And that was just the beginning. “Once we started an initiative to solve one problem like dirty toilets, our customers started to share various other problems they faced. This opened up various opportunities,” he explains, adding that no one had bothered with solutions to so many issues since women’s problems are not usually discussed openly.” Talking about the reaction that he got at home when he mentioned wanting to do something in women’s intimate and feminine hygiene segment, he says, “In fact, my wife was the first one to test out the products. She was only one among a few other friends who supported me fully.” He shares how a lot of people were actively discouraging of the initiative. “When we started, BBC had done a story on us. One in English and one in Hindi. While the English version got a lot of appreciation, the Hindi one got me the best of gaalis,” he says with a wry smile.

When asked why men in our society shy away from talking about women’s hygiene, he says, “I think it is woven into our social fabric. That is how we have been raised.
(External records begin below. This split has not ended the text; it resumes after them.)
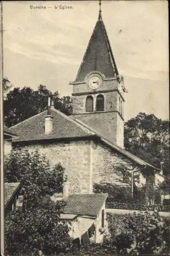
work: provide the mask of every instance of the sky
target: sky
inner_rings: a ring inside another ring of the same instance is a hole
[[[76,78],[99,10],[98,1],[4,1],[4,76],[13,88],[37,90],[41,84],[71,95],[69,82]],[[125,120],[140,112],[168,119],[167,1],[105,1],[102,11],[129,92]]]

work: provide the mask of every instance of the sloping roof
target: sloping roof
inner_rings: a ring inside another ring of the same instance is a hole
[[[94,135],[94,133],[60,111],[51,109],[53,131],[45,134],[45,117],[47,111],[43,111],[10,128],[13,132],[19,134],[14,142],[38,140],[48,139],[79,138]]]
[[[107,194],[70,195],[66,200],[64,213],[96,216],[107,196]]]
[[[19,182],[5,183],[4,184],[4,204],[7,206],[16,192],[19,189]]]
[[[99,16],[92,32],[76,81],[83,81],[89,72],[98,70],[101,72],[106,78],[118,75],[101,15]]]
[[[10,136],[12,138],[15,138],[17,137],[16,134],[12,133],[10,129],[5,125],[4,125],[4,134]]]
[[[96,135],[100,138],[101,140],[104,142],[105,144],[106,144],[108,146],[110,146],[112,147],[113,149],[116,150],[118,152],[122,154],[124,156],[126,156],[128,158],[130,158],[130,159],[134,161],[135,162],[140,164],[140,165],[142,166],[148,166],[150,167],[151,167],[153,169],[154,169],[158,171],[159,172],[160,172],[160,169],[159,169],[158,168],[156,168],[153,165],[152,165],[152,164],[150,164],[145,161],[143,161],[142,159],[141,158],[139,158],[139,157],[135,156],[133,154],[131,153],[130,152],[129,152],[129,151],[127,151],[127,150],[125,150],[124,148],[122,148],[119,146],[117,146],[115,144],[113,143],[112,142],[111,142],[107,138],[105,137],[104,136],[103,136],[102,134],[99,133],[98,131],[94,130],[92,128],[91,128],[89,126],[87,125],[86,124],[85,124],[83,123],[82,121],[80,121],[80,120],[75,118],[74,117],[74,116],[71,116],[71,118],[74,118],[75,121],[78,122],[80,124],[82,124],[82,125],[84,126],[84,127],[86,127],[87,129],[88,129],[89,130],[91,130],[92,131],[93,133],[94,133]]]

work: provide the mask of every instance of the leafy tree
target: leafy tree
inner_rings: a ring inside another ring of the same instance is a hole
[[[4,101],[5,123],[11,126],[47,108],[48,98],[53,99],[55,107],[66,115],[72,113],[72,100],[69,96],[60,97],[40,84],[34,91],[30,87],[15,88],[7,93]]]
[[[160,217],[156,208],[153,214],[148,210],[110,215],[108,222],[110,241],[117,255],[169,255],[169,220]]]
[[[12,85],[10,81],[7,78],[7,77],[4,77],[3,79],[3,88],[4,93],[6,93],[10,88],[11,88]]]
[[[154,115],[139,113],[125,124],[126,150],[158,168],[164,162],[163,171],[169,170],[169,122]]]
[[[66,179],[64,173],[60,164],[51,169],[38,150],[30,153],[17,148],[6,157],[5,181],[20,182],[23,195],[21,208],[6,217],[7,254],[33,255],[41,250],[51,255],[74,249],[68,234],[69,223],[59,220],[65,203],[50,199],[55,193],[62,190]]]

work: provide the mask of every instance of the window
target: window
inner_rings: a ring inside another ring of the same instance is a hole
[[[104,227],[105,224],[105,211],[102,210],[102,227]]]
[[[121,109],[120,109],[120,114],[122,116],[122,114],[123,114],[123,111],[122,111],[122,100],[121,100]]]
[[[101,94],[97,96],[96,100],[96,111],[104,111],[104,98]]]
[[[91,96],[88,96],[86,98],[86,112],[93,112],[93,98]]]
[[[121,111],[121,107],[120,107],[120,97],[119,97],[119,102],[118,102],[118,111],[119,112],[119,113],[120,113],[120,111]]]

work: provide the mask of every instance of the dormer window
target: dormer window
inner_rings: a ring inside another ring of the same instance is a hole
[[[102,94],[97,96],[96,100],[96,111],[104,111],[104,97]]]
[[[86,98],[86,112],[93,112],[93,98],[91,95],[88,96]]]

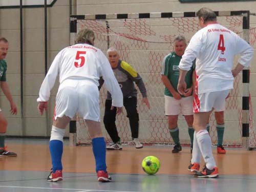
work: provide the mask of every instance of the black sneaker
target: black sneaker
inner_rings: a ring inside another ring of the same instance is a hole
[[[180,144],[176,144],[174,146],[174,148],[173,150],[172,150],[172,153],[179,153],[181,151],[181,146]]]
[[[6,148],[0,150],[0,156],[2,157],[17,157],[17,154],[13,152],[6,150]]]
[[[206,166],[202,171],[196,173],[195,177],[215,178],[219,176],[219,170],[217,167],[215,167],[211,170],[208,169]]]

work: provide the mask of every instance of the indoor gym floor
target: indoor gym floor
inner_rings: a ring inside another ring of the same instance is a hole
[[[95,173],[92,147],[71,147],[65,141],[63,181],[49,182],[51,168],[48,139],[8,139],[8,150],[17,157],[0,157],[0,192],[138,192],[255,191],[256,152],[227,148],[227,154],[214,156],[219,169],[218,178],[197,178],[187,170],[191,154],[184,147],[172,154],[172,146],[145,146],[136,150],[124,146],[122,151],[107,151],[108,172],[113,182],[99,183]],[[161,168],[154,176],[145,174],[142,159],[159,158]]]

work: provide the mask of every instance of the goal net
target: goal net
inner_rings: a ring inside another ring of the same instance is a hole
[[[173,41],[178,34],[184,35],[189,42],[200,28],[196,17],[169,18],[115,18],[77,20],[77,30],[83,28],[92,29],[96,34],[95,46],[105,54],[110,47],[117,49],[120,59],[131,65],[142,77],[147,89],[151,108],[142,103],[138,90],[138,111],[140,118],[139,139],[144,143],[170,144],[173,140],[168,129],[164,113],[164,87],[161,80],[161,63],[164,57],[173,50]],[[109,17],[111,17],[110,16]],[[133,16],[132,16],[133,17]],[[242,15],[218,16],[218,22],[243,37]],[[255,44],[255,29],[251,29],[251,44]],[[234,65],[237,63],[238,58]],[[106,90],[103,86],[100,92],[101,122],[104,136],[111,142],[103,123],[104,104]],[[242,116],[243,85],[242,74],[234,80],[234,89],[227,99],[225,112],[225,131],[224,144],[233,146],[242,145]],[[256,131],[253,127],[251,102],[250,102],[250,145],[256,146]],[[117,116],[116,123],[121,142],[129,143],[132,140],[126,113]],[[214,113],[210,119],[210,135],[212,143],[217,137]],[[84,121],[77,117],[77,144],[91,142]],[[187,125],[180,115],[178,121],[180,138],[183,144],[189,143]]]

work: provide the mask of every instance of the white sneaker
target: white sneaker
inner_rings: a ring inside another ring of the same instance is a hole
[[[118,143],[112,143],[106,147],[106,150],[122,150],[122,145]]]
[[[140,141],[139,141],[138,138],[133,139],[133,142],[135,145],[136,148],[141,148],[143,147],[143,145],[140,143]]]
We don’t discuss these things at the dinner table. But now, things are changing. With well-educated couples working professionally, these discussions have become easier.” Though there is still a lot of taboo, Deep feels that media and online platforms have played a huge role. And then there are his grateful customers, who, he says, are his biggest motivators. Narrating an incident that boosted his motivation, Deep shares, “For one of the competitions that we had been part of, we had asked a few customers to come and share their experience. A wife of a retired Army Colonel shared how the product had helped her during her chemotherapy. This made all our work worthwhile.”

The future is bright. For him, as well as the women whose problems he is trying to alleviate. “There are a lot of other women’s issues for which we are trying to find innovative solutions,” confides the father of two girls, who are likely to benefit from his path-breaking work in the years to come in more ways than one.